Django sin cadenas

Crítica de Roger Koza - La Voz del Interior

Dos esclavos con gloria

Por segunda vez Quentin Tarantino esboza una intersección entre fantasía e historia. El relato de Django sin cadenas transcurre en 1858, tres años antes del estallido de la Guerra Civil. La esclavitud es una práctica abierta y legal; el enriquecimiento mediante la caza de delincuentes a cambio de recompensas es una empresa exitosa.
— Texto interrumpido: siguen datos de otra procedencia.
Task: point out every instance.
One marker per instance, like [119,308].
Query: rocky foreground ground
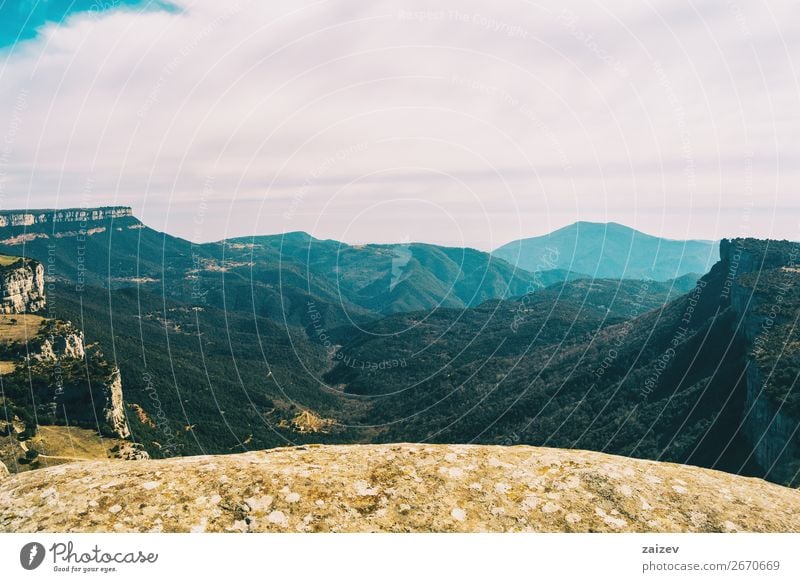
[393,488]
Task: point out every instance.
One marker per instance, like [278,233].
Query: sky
[472,124]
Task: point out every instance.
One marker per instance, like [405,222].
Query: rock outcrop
[397,488]
[759,275]
[67,342]
[21,218]
[22,287]
[115,406]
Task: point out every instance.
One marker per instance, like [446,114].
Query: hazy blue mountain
[611,250]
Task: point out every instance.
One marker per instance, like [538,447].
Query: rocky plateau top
[394,488]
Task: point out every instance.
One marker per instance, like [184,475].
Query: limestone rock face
[69,345]
[76,215]
[22,287]
[115,406]
[399,488]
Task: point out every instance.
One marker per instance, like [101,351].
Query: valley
[282,340]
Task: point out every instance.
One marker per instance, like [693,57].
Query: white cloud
[500,120]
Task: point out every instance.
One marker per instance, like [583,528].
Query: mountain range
[262,341]
[611,250]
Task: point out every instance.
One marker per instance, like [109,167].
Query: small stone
[278,518]
[573,518]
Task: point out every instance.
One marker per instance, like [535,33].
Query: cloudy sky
[472,124]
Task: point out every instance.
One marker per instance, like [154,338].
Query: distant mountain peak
[611,250]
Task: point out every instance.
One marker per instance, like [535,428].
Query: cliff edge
[394,488]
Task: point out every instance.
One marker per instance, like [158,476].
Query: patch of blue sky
[20,20]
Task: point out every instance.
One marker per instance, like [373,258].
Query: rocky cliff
[20,218]
[760,278]
[397,488]
[21,286]
[114,407]
[51,376]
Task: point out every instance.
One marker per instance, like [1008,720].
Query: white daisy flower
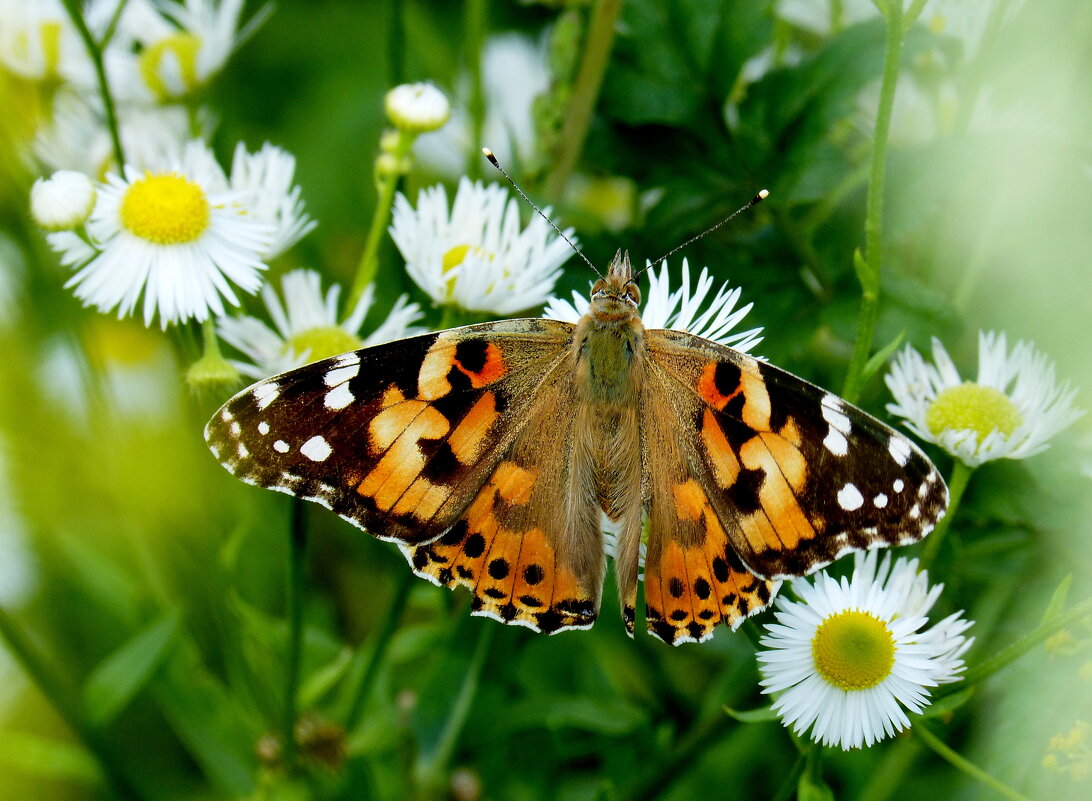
[180,237]
[477,256]
[678,310]
[1010,411]
[185,45]
[417,107]
[851,655]
[307,327]
[266,176]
Todo empieza con la compra de un esclavo: Django (J. Foxx). El nuevo propietario es un dentista alemán, el Dr. Schultz (C. Waltz), dedicado a matar bandidos en nombre de la ley para cobrar la recompensa. Su inglés puede ser mejor que el de los reos caucásicos que pueblan la nación en ciernes, pero sus buenos modales no lo distancian demasiado de los estadounidenses; sin duda es un personaje simpático, en ocasiones magnánimo, pero no menos codicioso que los cretinos que irán desfilando en el filme.

Ambos, en un principio amo y esclavo, luego socios, y más tarde quizá amigos, dispararán contra varios hombres buscados, pero habrá más: Django quiere recuperar a su esposa, propiedad de Calvin Candie. Liberarla no será fácil, y Schultz lo ayudará.

Las interpretaciones y los diálogos son magníficos. Foxx y DiCaprio están perfectos, pero los trabajos de Waltz y Samuel L. Jackson son memorables en su extrema teatralidad lúdica. Jackson es el mayordomo de Calvin, un negro que detesta a los negros más que a su propio amo, a quien ama infinitamente. Se trata de un toque siniestro, casi repugnante, ya anunciado por dos secuencias de una violencia extrema: varios perros despedazando a un esclavo y dos esclavos obligados a luchar a muerte ante Calvin y algunos amigos. En los dos pasajes la violencia no es gratuita, y sus modos y tiempos de exposición son precisos.

Los pasajes cómicos están al principio; uno de ellos involucra un fallido ataque contra Schultz y Django por parte de una horda de blancos que anticipan la estética Ku Klux Klan. La ridiculización de la pandilla termina con un disparo en fuera de campo a su líder mientras una tenue lluvia de sangre sobre un caballo blanco es casi del orden de lo sublime.

Como en sus tres filmes anteriores, el tema es la venganza, un emoción primitiva y preferencial en el imaginario de Tarantino. Por eso los 35 minutos finales constituyen un festín sangriento interminable. En la escena de los perros, mientras Schultz se horroriza, Django le dice al sádico Calvin que él está "más acostumbrado a la violencia de los americanos". El problema está en que todos nosotros también estamos acostumbrados a la violencia de Tarantino, el síntoma excepcional de una cultura cuyo fetichismo por la pólvora y fijación por las masacres resultan casi un imperativo religioso y un pasatiempo.